This summer, West Side residents who have any household items that need to be fixed, such as lamps, clocks, tables, toys, mixers, even record turntables, have been able to take them to the Austin Branch Public Library, 5615 W. Race St.
Members of the nonprofit Repair Cafe have been on hand on the fourth Saturday of the month in June and July to make repairs and give advice on what parts you can buy at a local hardware store to complete a job on-site or at home.
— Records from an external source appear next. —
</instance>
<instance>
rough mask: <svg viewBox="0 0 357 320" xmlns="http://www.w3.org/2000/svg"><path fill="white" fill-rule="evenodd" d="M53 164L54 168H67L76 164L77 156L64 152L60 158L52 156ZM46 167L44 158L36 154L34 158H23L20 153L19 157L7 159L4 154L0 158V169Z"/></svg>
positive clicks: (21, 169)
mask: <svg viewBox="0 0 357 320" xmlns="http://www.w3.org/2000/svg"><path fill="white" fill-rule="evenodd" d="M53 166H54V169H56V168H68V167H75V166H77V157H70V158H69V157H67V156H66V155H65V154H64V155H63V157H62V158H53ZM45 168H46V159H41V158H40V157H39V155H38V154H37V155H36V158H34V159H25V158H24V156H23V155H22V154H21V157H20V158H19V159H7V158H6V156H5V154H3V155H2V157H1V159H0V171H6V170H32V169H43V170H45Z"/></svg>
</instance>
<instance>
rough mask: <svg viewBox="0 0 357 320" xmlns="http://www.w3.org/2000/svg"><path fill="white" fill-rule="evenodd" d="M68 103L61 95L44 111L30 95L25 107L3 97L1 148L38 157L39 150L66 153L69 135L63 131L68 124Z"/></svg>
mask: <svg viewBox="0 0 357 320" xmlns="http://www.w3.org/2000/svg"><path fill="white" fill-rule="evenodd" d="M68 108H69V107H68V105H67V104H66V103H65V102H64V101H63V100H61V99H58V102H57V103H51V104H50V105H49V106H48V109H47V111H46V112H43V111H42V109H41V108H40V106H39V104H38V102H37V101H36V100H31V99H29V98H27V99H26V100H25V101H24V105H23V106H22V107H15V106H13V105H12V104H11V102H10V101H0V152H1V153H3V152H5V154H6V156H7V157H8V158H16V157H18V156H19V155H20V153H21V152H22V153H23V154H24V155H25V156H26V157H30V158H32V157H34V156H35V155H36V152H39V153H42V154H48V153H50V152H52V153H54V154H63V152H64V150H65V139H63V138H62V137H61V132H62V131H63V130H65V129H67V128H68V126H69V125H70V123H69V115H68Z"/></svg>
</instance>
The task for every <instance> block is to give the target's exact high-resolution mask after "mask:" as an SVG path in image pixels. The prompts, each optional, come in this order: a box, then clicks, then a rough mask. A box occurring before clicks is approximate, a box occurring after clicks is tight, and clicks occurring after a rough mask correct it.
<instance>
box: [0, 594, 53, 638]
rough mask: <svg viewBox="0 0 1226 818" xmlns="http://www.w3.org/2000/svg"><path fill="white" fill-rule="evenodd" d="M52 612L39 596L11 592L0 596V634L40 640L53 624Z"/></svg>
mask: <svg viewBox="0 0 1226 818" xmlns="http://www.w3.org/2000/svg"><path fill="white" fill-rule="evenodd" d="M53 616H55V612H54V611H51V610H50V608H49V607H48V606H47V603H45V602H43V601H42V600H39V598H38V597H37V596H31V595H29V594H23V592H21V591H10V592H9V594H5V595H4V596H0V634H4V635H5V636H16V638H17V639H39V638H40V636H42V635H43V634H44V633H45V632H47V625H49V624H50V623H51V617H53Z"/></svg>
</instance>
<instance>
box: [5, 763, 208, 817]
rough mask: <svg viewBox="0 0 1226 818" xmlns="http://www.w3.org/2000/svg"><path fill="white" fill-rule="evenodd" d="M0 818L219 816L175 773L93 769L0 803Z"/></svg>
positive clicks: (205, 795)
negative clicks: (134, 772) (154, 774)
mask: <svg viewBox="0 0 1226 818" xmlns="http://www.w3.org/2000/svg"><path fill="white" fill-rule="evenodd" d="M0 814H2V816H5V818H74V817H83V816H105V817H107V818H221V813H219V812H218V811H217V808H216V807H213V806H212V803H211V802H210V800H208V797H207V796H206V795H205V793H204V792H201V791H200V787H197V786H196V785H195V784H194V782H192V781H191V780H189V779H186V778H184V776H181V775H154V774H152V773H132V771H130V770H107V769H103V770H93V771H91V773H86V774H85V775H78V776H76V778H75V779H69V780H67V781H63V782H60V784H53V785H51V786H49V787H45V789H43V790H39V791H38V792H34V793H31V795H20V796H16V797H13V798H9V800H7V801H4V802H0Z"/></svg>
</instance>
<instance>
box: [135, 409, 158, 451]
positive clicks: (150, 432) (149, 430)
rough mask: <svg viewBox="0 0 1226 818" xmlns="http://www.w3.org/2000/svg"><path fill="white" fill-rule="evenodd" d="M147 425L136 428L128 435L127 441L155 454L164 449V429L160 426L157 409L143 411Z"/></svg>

The next Repair Cafes in the Austin Branch library will be held Sat. July 27, from 10 a.m. to 1 p.m. e
Austin resident Veronica Sorrell said that the repairs cut costs and keep people’s possessions from cluttering landfills and contributing to climate change. Sorrell added that the repairs also bring people together and helps them become more self-sufficient.
Sorrell worked with Roy Kinsey, Austin’s teen library, to set up the repair sessions with Oak Park Repair Cafe organizer McLouis Robinet, who along with Kinsey is an active member of the Austin Town Hall Park advisory council.
Sorrell, who makes faith banners and signs, has physical disabilities that keep her from heavy or regular work. She helps people with sewing repairs like hems, buttons and seam adjustments.
“I’m thankful to help others because so many here have helped me,” she said. “We’d like to find local fixers and get our own group started here in Austin like they have in Oak Park.”
“This is the first Repair Cafe, of several thousand worldwide, to locate in a predominantly Black community,” Kinsey said. “A lot of us grew up with someone around who fixes things. Helping them is a bonding experience. Today you can develop a skill and patience instead of just following society’s tendency of instant gratification. You can fix something instead of throwing it away to a landfill.”
Kinsey said that teens can volunteer at the library for community service credits for school. A Repair Cafe clock tear-apart session at the library last year attracted 10 young people. Robinet said the girls had as much fun as the boys.
Robinet said many Repair Cafe volunteers are seniors like himself with broad mechanical skills— the kind of people who, as children, loved to take things apart.
Alan Fox, wearing a T-shirt saying “I Void Warranties” has been fixing things since he took apart a watch at eight years old. He managed to get all the the watch parts back in the case only to find it didn’t work, but he kept going. He is a cabinet-maker skilled at fixing furniture and appliances. David Stocklosa also confessed to being one of those tinkering kids.
Gary Lundin of LaGrange, a retired sales engineer dealing with electric motors joined the group after seeing a news story five years ago.
“I enjoy working with people and fixing stuff,” he said.
The Oak Park Repair Cafe started seven years ago and is hosted by the Lifelong Learning Center headquartered at Oak Park Arms, a retirement center. The Oak Park Repair Cafe is a chapter of the international Repair Cafe, which was organized in Amsterdam, Holland.
The international group encourages people to patronize local repair shops to achieve the overall goal of conserving resources and increasing community fixit skills. Fixers take no money for the work, but welcome donations for the coffee and donuts served at the Repair Cafe.